25 Проведенная сверка текстов показывает, что изменения, внесенные де Траси во второе издание, сводятся к добавлению нескольких примеров и примечаний, а также к замене заключительного «Резюме» на более подробный «Экстракт, служащий аналитическим оглавлением». Важное авторское исправление касалось названия книги, которая в первом издании была озаглавлена «Проект [курса] основ идеологии для центральных школ Французской республики»; начиная со второго издания, она публиковалась под названием «Основы идеологии». В третьем издании (1817), с которого сделан перевод, нет никаких изменений и дополнений по сравнению со вторым, кроме того, что было восстановлено «Предисловие», опущенное во втором издании, причем по ошибке издателя оно было названо «Предисловием к изданию 1804 г.», так что получилось два предисловия ко второму изданию: «Avertissement de l'édition de 1804» и «Préface de l'édition de 1804», хотя в действительности последнее было напечатано в первом издании IX года Республики, а в издании 1804 г. отсутствовало.
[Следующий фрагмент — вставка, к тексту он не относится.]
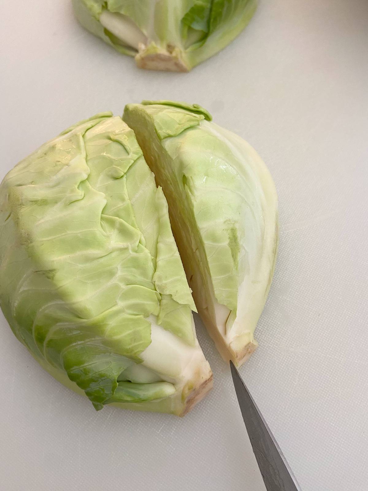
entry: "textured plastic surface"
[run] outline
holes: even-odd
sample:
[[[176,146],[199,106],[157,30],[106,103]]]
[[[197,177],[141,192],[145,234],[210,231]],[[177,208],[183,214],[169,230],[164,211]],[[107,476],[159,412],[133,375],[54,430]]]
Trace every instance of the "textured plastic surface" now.
[[[70,124],[127,102],[197,103],[277,188],[275,277],[240,373],[303,491],[368,489],[368,3],[263,0],[188,74],[136,68],[64,0],[6,2],[0,177]],[[214,388],[184,419],[95,412],[0,317],[0,488],[264,491],[230,369],[197,323]]]

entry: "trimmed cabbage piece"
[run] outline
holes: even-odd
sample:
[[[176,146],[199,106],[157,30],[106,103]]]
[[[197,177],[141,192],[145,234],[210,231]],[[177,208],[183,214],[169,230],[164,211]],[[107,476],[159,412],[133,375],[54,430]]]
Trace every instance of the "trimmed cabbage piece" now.
[[[142,68],[187,72],[230,43],[257,0],[72,0],[77,18]]]
[[[196,104],[126,106],[169,203],[171,226],[198,312],[224,359],[241,365],[273,273],[277,198],[259,156]]]
[[[166,200],[111,113],[3,179],[0,305],[41,366],[96,409],[183,415],[211,387]]]

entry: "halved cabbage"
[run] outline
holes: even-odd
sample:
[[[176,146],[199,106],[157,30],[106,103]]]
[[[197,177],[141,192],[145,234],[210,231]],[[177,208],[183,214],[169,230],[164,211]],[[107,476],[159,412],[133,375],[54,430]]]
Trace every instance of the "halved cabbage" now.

Эта ошибка, исправленная в четвертом издании с соответствующим разъяснением, исправлена также и в настоящем переводе. Четвертое (1826) и все последующие издания воспроизводят третье.

26 За три года, прошедших между первым и вторым изданием, появился целый ряд сочинений по «идеологии в собственном смысле слова», преимущественно инспирированных деятельностью самого де Траси. Это, например, трактаты Ж.-М. Дежерандо (Degérando J.-M. Des signes et de l'art de penser considérés dans lerus rapports mutuels. 4 vol. Paris, an IX; Idem. De la génération des connaissances humaines. Mémoire qui a partagé le prix de l'Académie des Sciences de Berlin, sur la question suivante: Démontrer d'une manière incontestable l'orgine de toutes nos connaissances. Berlin, 1802; Idem. Histoire comparée des systémes de philosohie considérés relativement aux principes des connaissances humaines. 3 vol. Paris, 1803–1804), М. Мена де Бирана (Maine de Biran М. Note sur l'influence des signes; Idem. Influence de l'habitude sur la faculté de penser // Maine de Biran М. Œuvres. T. 1–2. Paris, 1920–1922), Л.-Ж.-Ж. Доба (Daube L.-J.-J. Essai d'idéologie, servant d'introduction à la grammaire générale. Paris, 1803), П. Прево (Prévost P. Des signes envisagés relativement à leur influence sur la formation des idées. Paris, an IX), П.-Ф. Ланслена (Lancelin P.-F. Introduction à l'Analyse des Sciences ou de la Generation des Fondemens et des Instrumens de nos connaissances. 3 vol. Paris, an IX) и др. Эти и другие авторы, привлеченные де Траси, составляют «третье поколение идеологов» по классификации первого исследователя идеологии Ф. Пикаве (см.: Picavet F. Les idéologues: Essai sur l'histoire des idées et des théories scientifiques, philosophiques, religieuses, etc. en France depuis 1789. Paris, 1891. Р. 96–108, 320–354).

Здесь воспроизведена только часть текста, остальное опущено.